An Analysis of Cortex-M Stack Mechanism

Hello everyone, I am Pi Zi Heng, a serious technical enthusiast. Today, I will introduce the ARM Cortex-M stack mechanism.

This article is a technical document I wrote before 2016, and I have spent some time reorganizing the format. Previously, I discussed the “Principle of Stack in Embedded Systems”; this article serves as an engineering practice of stack principles, specifically its application on ARM Cortex-M. The ARM Cortex-M family has evolved through many generations, and we will take the simplest Cortex-M0 as an example to discuss the stack mechanism:

1. Basic Rules

1.1 R13 / SP Register

An Analysis of Cortex-M Stack Mechanism

R0-R12 are general-purpose registers, and R13 is the system stack pointer (sp), which is used to access the stack, i.e., the system’s RAM area. The Cortex-M0 uses two stack pointers: the Main Stack Pointer (MSP) and the Process Stack Pointer (PSP). R13 can only point to one at any given time, with the default being MSP, which can be changed via the Control Register (CONTROL).
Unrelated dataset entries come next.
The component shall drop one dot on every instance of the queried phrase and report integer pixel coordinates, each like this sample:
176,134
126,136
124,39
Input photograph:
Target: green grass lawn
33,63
An Analysis of Cortex-M Stack Mechanism

MSP is designated as the sp after the system reset (i.e., when it is in Handler Mode), used for handling exception interrupts. After the Reset_Handler ends, the CPU enters normal operation state (i.e., Thread Mode), and only in this state can PSP be used, although MSP can also be used. If a hard interrupt occurs afterward, it enters Handler Mode, and upon the end of the hardware interrupt, it returns to Thread Mode.

An Analysis of Cortex-M Stack Mechanism

The selection of MSP and PSP is configured via the CONTROL register, which can only be set in Thread Mode. Generally, there is no need to use PSP unless an OS is present, where MSP is used for the OS kernel’s sp, and PSP is used for thread-level app’s sp; these two sp must be strictly separated. In the compiler, the stack can be accessed via r13 (R13) or sp (SP) (specifically, whether it is MSP or PSP is determined by the current environment); MSP and PSP can also be accessed through designated MRS and MSR instructions.

1.2 Stack Structure

Stack structure without OS:

An Analysis of Cortex-M Stack Mechanism

Stack structure with OS:

An Analysis of Cortex-M Stack Mechanism

1.3 Stack Operations

In Cortex-M0, the stack grows towards lower address directions, implementing a full stack mechanism. Stack operations are performed using PUSH and POP commands.

An Analysis of Cortex-M Stack Mechanism

The stack is generally placed in the higher memory area of the ARM’s RAM; for instance, in a certain MCU, the RAM address is from 0x20000000 to 0x20007fff, totaling 32KByte. If the stack size is set to 4KByte, its address is typically from 0x20007000 to 0x20007fff, where 0x20007000 is the absolute stack top, and 0x20007ffc is the absolute stack bottom, with sp always pointing to the relative stack top. The first PUSH data is stored at the absolute stack bottom (at this point, the absolute stack bottom is also the relative stack top). In fact, besides the POP instruction that can retrieve data from the stack top, the MOV instruction can also retrieve data from any position, but it does not affect the stack structure (i.e., it does not affect its sp). Since ARM registers are all 32 bits, both PUSH and POP instructions access 32 bits, thus the sp pointer is always at least 4-byte aligned (the lowest 2 bits are always 0). Sometimes the compiler may also allocate an 8-byte aligned stack, as double floating-point types require 8 bytes; for convenience, the stack is set to 8-byte alignment.

2. Stack Push Order

The push order varies based on the compiler, processor system, and OS; there is no strict specification in C language regarding the push order. This section mainly discusses the push order of ARM Cortex-M series processors under specified compilers.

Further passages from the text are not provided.